On Fri, Aug 24, 2012 at 9:11 PM, Francis P. Boscoe
<fpb01 at health.state.ny.us> wrote:
Hi, I've been poking around igraph and spatgraphs but have not been able to find a sufficiently simple example to make sense of. Suppose I have three points A, B, and C. The path from A to B is 3 units, from B to C is 4 units, and from A to C is 8 units. Could someone provide a simple coding example showing that A-B-C represents the shortest path?
using igraph, it couldn't be much simpler:
#1 make a graph, giving a two-column matrix of FROM and TO node names:
> ABC = graph.edgelist(cbind(c("A","B","A"),c("B","C","C")))
#2 attach distances as weights:
> E(ABC)$weight = c(3,4,8)
#3 see what we got:
> ABC
Vertices: 3
Edges: 3
Directed: TRUE
Edges:
[0] 'A' -> 'B'
[1] 'B' -> 'C'
[2] 'A' -> 'C'
Note this is a Directed graph. There's no way back from B to A!

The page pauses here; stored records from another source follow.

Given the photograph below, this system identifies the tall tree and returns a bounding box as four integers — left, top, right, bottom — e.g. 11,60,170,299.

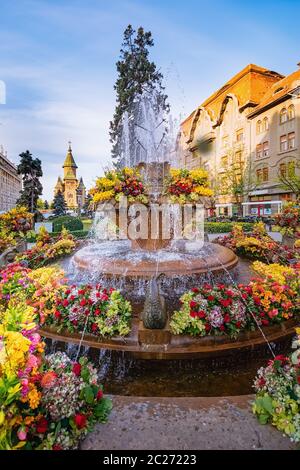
44,200,49,210
53,190,67,217
217,145,258,216
17,150,43,214
110,25,169,166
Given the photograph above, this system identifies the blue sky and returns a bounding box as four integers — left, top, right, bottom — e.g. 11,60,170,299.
1,0,300,200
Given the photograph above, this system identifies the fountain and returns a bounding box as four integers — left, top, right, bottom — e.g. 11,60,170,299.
41,91,297,368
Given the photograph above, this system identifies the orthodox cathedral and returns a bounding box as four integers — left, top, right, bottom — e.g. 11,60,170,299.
54,143,86,209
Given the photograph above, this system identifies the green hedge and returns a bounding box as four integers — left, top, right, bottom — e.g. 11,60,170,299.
204,222,254,233
52,216,83,232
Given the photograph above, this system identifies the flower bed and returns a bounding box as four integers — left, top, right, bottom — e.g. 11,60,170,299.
0,207,33,255
47,284,132,337
164,168,213,204
90,167,148,206
214,222,300,264
253,330,300,442
170,262,299,338
0,298,112,450
274,201,300,239
204,221,253,233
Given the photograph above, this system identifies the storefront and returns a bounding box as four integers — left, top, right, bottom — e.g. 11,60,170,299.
242,200,282,217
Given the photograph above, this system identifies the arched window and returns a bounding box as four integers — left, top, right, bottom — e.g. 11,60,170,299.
256,120,262,134
263,117,269,131
288,104,295,120
280,108,288,124
279,163,287,177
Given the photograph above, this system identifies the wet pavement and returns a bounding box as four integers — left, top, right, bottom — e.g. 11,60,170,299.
82,395,297,450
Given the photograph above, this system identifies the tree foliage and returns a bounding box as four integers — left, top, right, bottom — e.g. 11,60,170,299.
109,24,169,166
53,190,67,217
278,161,300,199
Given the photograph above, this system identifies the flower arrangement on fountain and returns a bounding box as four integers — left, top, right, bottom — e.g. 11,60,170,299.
170,284,249,338
47,284,132,337
274,201,300,239
0,207,33,254
90,167,149,206
214,222,300,264
252,329,300,443
16,227,77,269
0,263,67,325
170,261,299,337
164,168,213,204
0,299,111,450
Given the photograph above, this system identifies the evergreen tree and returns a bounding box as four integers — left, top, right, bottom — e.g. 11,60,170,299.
53,190,67,216
109,25,169,166
17,150,43,214
44,200,49,210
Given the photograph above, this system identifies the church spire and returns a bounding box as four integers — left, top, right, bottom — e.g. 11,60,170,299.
63,141,77,179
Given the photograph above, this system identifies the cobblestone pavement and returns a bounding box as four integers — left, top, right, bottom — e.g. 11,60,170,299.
82,395,297,450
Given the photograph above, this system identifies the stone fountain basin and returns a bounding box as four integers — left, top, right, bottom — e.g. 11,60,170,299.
39,317,298,360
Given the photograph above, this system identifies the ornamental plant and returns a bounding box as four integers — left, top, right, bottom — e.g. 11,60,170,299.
48,284,132,337
164,168,213,205
0,206,33,235
214,222,300,264
90,167,148,206
170,284,249,338
0,263,67,325
16,227,77,269
253,329,300,442
0,300,112,450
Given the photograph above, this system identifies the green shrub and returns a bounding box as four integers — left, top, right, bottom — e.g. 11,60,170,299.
52,216,83,232
204,222,254,233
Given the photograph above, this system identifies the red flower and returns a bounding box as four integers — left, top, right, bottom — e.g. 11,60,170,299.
274,354,288,364
54,310,61,319
53,444,63,451
65,289,71,295
72,363,81,376
62,299,69,307
236,321,241,328
191,288,199,293
205,323,211,332
36,417,48,434
78,289,85,295
297,375,300,385
80,299,87,306
190,300,198,309
91,323,98,332
198,311,206,319
261,319,269,326
96,389,103,401
224,314,230,323
94,309,101,316
219,325,225,331
219,298,232,307
207,295,214,301
190,311,198,318
74,413,87,429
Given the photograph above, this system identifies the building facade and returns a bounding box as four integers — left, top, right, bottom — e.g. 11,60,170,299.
0,146,22,212
179,64,300,217
54,143,86,210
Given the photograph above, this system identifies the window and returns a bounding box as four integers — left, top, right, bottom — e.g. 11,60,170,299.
288,132,295,149
280,108,288,124
256,169,263,182
263,117,269,131
222,135,229,147
279,163,287,178
256,144,262,158
236,129,244,142
288,105,295,120
288,161,295,177
263,167,269,182
256,120,262,134
263,141,269,157
234,151,242,164
280,135,288,152
221,156,228,168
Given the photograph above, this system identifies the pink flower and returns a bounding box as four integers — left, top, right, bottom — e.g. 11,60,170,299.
17,427,27,441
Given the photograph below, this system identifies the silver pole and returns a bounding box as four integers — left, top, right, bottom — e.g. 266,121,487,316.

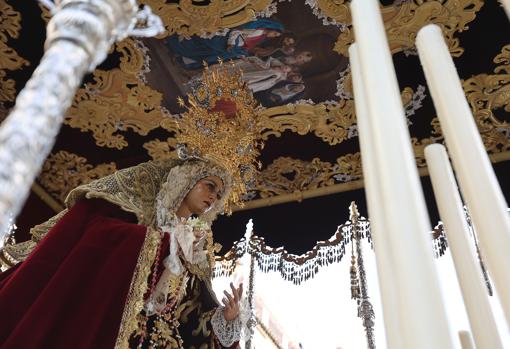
350,203,376,349
0,0,163,234
245,219,258,349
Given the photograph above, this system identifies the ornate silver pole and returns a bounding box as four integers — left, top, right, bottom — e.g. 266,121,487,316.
0,0,163,234
244,219,258,349
350,202,376,349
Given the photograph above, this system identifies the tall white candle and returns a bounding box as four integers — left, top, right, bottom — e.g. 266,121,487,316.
350,1,453,347
458,331,475,349
425,144,504,349
350,43,403,349
417,24,510,327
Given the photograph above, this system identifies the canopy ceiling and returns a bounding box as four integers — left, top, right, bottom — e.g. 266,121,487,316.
1,0,509,252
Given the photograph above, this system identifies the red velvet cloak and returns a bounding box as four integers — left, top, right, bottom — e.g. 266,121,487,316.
0,199,149,348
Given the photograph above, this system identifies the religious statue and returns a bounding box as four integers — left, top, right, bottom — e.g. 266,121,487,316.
0,62,262,349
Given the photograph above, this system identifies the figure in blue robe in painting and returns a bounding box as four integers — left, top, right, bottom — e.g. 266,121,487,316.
165,19,285,69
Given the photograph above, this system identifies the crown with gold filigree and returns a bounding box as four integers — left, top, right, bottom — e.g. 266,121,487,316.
175,60,263,209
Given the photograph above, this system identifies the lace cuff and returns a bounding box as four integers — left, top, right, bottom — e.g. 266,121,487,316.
211,296,252,347
211,307,242,347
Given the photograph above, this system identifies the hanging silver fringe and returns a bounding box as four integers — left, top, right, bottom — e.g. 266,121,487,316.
432,222,448,258
214,213,374,284
213,205,504,289
213,236,248,278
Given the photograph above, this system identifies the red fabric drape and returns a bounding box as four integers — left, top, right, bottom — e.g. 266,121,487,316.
243,32,267,52
0,199,147,349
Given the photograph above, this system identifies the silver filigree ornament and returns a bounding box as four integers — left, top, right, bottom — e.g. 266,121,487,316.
190,80,210,108
236,145,245,156
195,119,213,136
236,144,253,157
0,0,164,235
176,143,203,161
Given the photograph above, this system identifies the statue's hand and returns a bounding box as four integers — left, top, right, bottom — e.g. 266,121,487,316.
222,282,243,321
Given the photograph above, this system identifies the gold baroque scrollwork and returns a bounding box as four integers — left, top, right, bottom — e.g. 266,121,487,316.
143,0,274,38
259,87,416,145
327,0,483,57
38,150,117,203
315,0,351,24
255,154,362,198
414,43,510,160
66,39,173,149
0,0,30,117
462,44,510,153
145,87,412,151
144,137,179,160
411,136,437,168
409,44,510,168
259,101,355,145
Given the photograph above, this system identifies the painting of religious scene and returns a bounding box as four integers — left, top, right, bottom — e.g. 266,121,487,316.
143,1,348,112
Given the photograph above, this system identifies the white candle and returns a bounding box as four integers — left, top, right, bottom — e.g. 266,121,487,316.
349,43,401,348
501,0,510,20
458,331,475,349
350,1,453,347
350,43,402,349
417,24,510,327
425,144,504,349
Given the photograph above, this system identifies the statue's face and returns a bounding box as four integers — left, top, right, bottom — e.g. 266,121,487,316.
182,176,224,215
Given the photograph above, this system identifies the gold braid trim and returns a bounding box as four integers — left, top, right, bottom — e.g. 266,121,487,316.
114,226,162,349
30,209,69,243
1,209,68,268
1,240,36,269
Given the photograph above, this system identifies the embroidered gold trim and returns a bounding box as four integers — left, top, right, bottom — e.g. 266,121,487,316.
30,209,69,242
0,209,68,270
114,226,162,349
66,160,179,226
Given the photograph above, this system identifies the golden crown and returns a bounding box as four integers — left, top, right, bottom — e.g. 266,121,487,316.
176,61,263,209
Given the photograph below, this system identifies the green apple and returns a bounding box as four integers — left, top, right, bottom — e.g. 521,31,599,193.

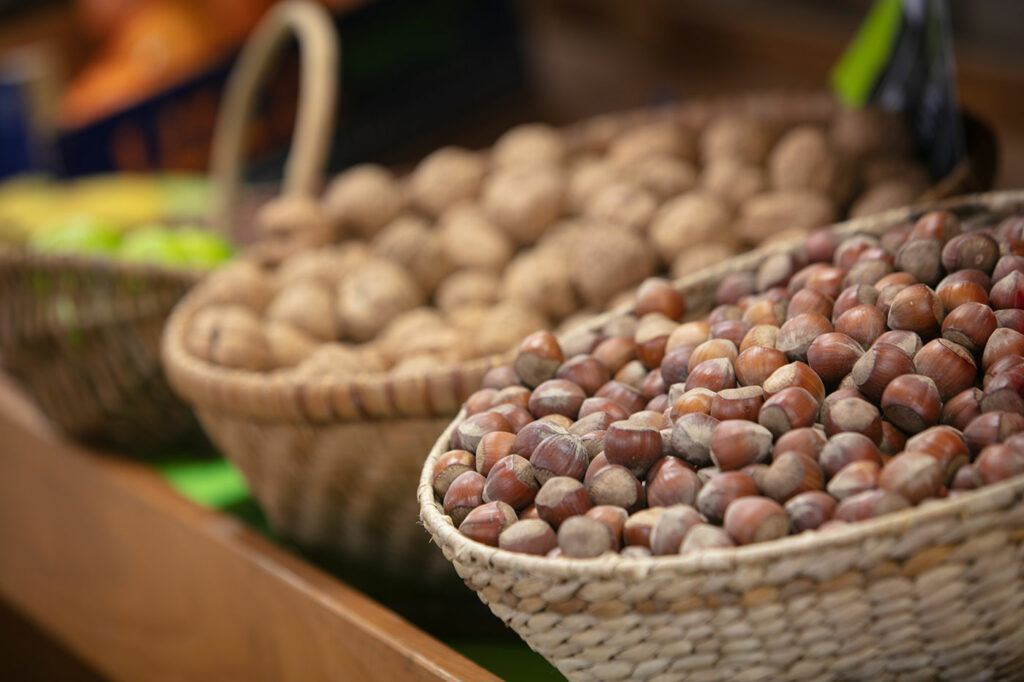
29,215,122,255
172,225,234,267
118,225,186,265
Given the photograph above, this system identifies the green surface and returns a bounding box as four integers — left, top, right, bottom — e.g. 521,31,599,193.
153,454,562,680
830,0,903,107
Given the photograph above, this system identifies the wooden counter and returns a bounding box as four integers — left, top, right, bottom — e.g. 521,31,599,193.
0,382,499,682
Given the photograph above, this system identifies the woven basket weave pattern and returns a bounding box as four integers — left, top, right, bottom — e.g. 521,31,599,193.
419,191,1024,679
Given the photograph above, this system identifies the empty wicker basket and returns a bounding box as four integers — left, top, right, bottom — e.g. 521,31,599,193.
419,191,1024,680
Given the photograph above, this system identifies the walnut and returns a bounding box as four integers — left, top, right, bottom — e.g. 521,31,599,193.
393,325,474,363
492,123,567,168
408,146,486,217
185,304,272,371
264,321,318,368
391,354,448,377
584,182,658,234
322,164,403,238
536,219,590,254
437,203,514,271
377,308,447,361
849,179,925,219
571,223,656,309
768,126,855,205
201,259,276,313
829,108,911,160
446,305,489,336
501,247,578,322
737,190,838,244
859,155,930,189
608,121,695,167
372,215,453,294
473,302,549,356
629,156,698,200
649,192,735,265
253,196,332,265
669,242,739,280
702,158,767,207
482,166,565,245
336,259,423,342
565,113,627,154
265,279,339,341
567,157,621,213
435,269,500,314
276,242,371,289
293,342,385,378
700,114,772,164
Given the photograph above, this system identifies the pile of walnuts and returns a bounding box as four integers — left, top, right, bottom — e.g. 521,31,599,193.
186,105,932,376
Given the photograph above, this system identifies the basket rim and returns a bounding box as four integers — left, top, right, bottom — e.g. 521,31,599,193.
417,404,1024,580
0,247,209,284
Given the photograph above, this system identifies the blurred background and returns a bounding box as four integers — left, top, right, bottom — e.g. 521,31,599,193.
1,0,1022,186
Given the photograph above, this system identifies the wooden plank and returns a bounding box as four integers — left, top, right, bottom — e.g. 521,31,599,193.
0,382,498,682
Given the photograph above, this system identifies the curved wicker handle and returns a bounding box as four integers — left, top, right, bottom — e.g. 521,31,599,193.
210,0,339,230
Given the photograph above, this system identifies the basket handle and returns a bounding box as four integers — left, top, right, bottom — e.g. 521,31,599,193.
209,0,339,230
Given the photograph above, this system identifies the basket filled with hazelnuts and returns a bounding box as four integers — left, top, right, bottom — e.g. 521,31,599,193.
163,92,992,579
0,1,338,451
419,190,1024,680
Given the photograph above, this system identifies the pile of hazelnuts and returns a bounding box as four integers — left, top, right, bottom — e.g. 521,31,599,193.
429,209,1024,559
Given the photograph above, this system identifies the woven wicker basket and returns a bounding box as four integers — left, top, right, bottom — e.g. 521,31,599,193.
419,190,1024,681
0,1,337,451
163,93,990,579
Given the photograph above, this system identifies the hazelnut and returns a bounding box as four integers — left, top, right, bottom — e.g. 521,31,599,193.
488,404,533,434
321,165,402,238
584,505,628,549
827,460,881,500
941,387,984,432
785,490,837,532
668,388,715,419
985,355,1024,389
635,313,677,369
937,278,989,311
775,426,828,460
433,449,477,497
711,386,766,422
996,309,1024,334
835,305,886,349
515,331,565,388
878,451,943,504
763,361,826,404
910,211,961,242
680,524,736,552
570,412,614,441
994,255,1024,282
886,284,944,338
499,519,557,555
465,389,498,416
717,272,758,306
742,299,786,327
604,421,663,477
622,508,664,548
739,324,780,352
975,445,1024,484
804,265,847,299
476,431,516,476
873,330,923,357
442,470,486,525
981,365,1024,414
880,374,942,434
409,147,485,217
710,420,773,470
529,433,589,485
666,413,718,468
822,396,884,443
587,464,645,512
723,496,789,545
458,500,518,546
833,284,880,320
685,357,736,392
557,516,614,558
754,451,823,503
635,278,687,321
696,471,758,524
593,336,638,375
583,452,611,489
819,432,883,478
905,425,970,484
687,339,738,373
914,339,977,401
646,457,702,507
845,259,894,287
805,332,864,387
803,228,842,263
639,369,668,400
649,505,704,555
834,490,910,522
556,356,610,396
711,320,752,348
734,346,789,388
668,321,712,351
646,394,669,412
777,313,833,363
595,380,647,414
492,385,531,411
520,504,540,520
528,379,586,419
453,412,512,453
941,232,1000,274
963,411,1024,455
990,271,1024,311
534,476,591,528
982,328,1024,372
627,410,667,430
787,288,834,320
895,238,943,286
579,397,630,423
758,387,819,437
875,283,909,319
850,343,915,400
483,455,539,509
941,302,997,352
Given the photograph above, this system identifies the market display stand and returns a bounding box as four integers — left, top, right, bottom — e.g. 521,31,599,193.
0,378,498,682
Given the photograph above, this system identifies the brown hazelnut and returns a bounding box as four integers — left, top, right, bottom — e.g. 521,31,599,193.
584,505,628,549
555,355,610,396
498,519,557,555
981,365,1024,414
734,346,789,388
835,305,887,349
627,410,667,430
443,470,487,525
591,336,637,375
758,386,819,437
833,284,880,321
667,321,712,351
487,404,533,434
806,332,864,386
886,284,944,338
878,452,943,504
875,284,909,319
515,331,565,388
754,451,823,502
557,515,614,558
963,411,1024,455
723,496,788,545
710,420,773,470
834,490,910,522
845,258,894,287
578,397,631,423
511,420,567,459
668,387,715,418
879,420,908,456
996,309,1024,334
528,379,586,419
827,460,881,500
489,386,532,411
914,339,977,401
475,431,517,477
739,324,781,352
711,320,752,348
647,395,669,412
804,265,847,300
466,389,498,416
459,500,519,546
483,366,523,391
985,355,1024,388
680,524,736,552
834,235,879,269
614,359,649,390
880,374,942,434
993,254,1024,282
905,425,970,484
850,343,915,400
534,476,591,528
635,278,687,321
804,228,841,263
937,280,988,311
895,238,944,286
775,427,828,460
622,508,664,548
975,444,1024,485
982,328,1024,372
687,339,739,373
763,361,826,404
785,490,837,532
742,299,787,327
873,330,923,357
635,313,677,369
587,464,645,512
646,457,702,507
696,471,758,523
580,430,607,460
819,432,883,478
777,313,833,363
649,505,703,555
716,272,758,305
875,271,917,290
666,413,719,467
433,449,477,497
940,302,997,352
950,464,982,490
910,211,961,242
570,411,614,439
685,357,736,392
583,452,611,488
941,388,984,432
595,380,647,414
482,455,539,509
990,271,1024,310
604,421,663,477
787,288,834,320
711,386,765,421
822,396,884,443
530,434,588,485
453,412,512,453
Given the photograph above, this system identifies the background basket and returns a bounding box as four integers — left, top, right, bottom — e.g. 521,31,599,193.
164,90,992,580
0,1,338,451
418,190,1024,681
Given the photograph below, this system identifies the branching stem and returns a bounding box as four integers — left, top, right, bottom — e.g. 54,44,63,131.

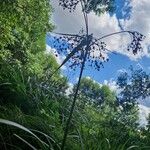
60,38,89,150
96,30,133,41
61,6,89,148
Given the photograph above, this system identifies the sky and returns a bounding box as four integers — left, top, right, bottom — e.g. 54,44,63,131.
47,0,150,125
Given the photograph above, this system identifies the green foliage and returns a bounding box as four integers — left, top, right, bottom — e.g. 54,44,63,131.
74,77,116,107
147,114,150,131
69,77,148,149
0,0,53,63
0,105,63,149
74,77,102,106
84,0,115,15
0,0,68,146
116,67,150,127
117,67,150,102
0,0,150,149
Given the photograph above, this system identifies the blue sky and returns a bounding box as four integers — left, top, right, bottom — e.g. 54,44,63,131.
47,0,150,125
47,0,150,84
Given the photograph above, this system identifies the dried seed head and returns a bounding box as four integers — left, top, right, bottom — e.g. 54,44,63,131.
128,31,145,55
59,0,80,12
49,30,145,71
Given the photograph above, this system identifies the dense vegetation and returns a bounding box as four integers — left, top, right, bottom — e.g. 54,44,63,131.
0,0,150,149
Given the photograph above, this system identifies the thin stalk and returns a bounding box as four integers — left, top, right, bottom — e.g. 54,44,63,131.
80,0,88,33
96,30,132,41
49,32,83,37
61,14,89,149
60,47,88,150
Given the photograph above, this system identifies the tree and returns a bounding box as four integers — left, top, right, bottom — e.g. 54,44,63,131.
74,77,102,106
70,77,140,149
74,77,116,108
0,1,71,149
59,0,115,13
116,68,150,127
0,0,70,114
117,67,150,105
84,0,115,14
0,0,53,63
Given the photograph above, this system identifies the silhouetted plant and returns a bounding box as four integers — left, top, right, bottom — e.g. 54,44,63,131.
48,0,145,149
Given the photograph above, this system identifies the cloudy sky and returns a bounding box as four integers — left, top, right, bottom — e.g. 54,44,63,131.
47,0,150,125
48,0,150,78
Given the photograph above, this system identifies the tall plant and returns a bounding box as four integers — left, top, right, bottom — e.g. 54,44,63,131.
49,0,145,149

#4 shortest path from A to C:
get.shortest.paths(ABC,from="A",to="C")
[[1]] [1] 0 1 2 And since there might be more than one shortest path, the return is a list. Here it has one element, and the numbers are the indices of the nodes. Starting from zero[1]. This is computer science, after all. To get the nodes, index the V (vertices) function: > V(ABC)[get.shortest.paths(ABC,from="A",to="C")[[1]]] Vertex sequence: [1] "A" "B" "C" #5 just to check, lets set the distances to all 1 and see if the algorithm figures out the direct route is quicker: > E(ABC)$weight = c(1,1,1) > V(ABC)[get.shortest.paths(ABC,from="A",to="C")[[1]]] Vertex sequence: [1] "A" "C" Happy graphing! Barry [1] I think the zero indexing might be changing soon, or has changed... Recent igraphs might be different, but indexing the V function should still work.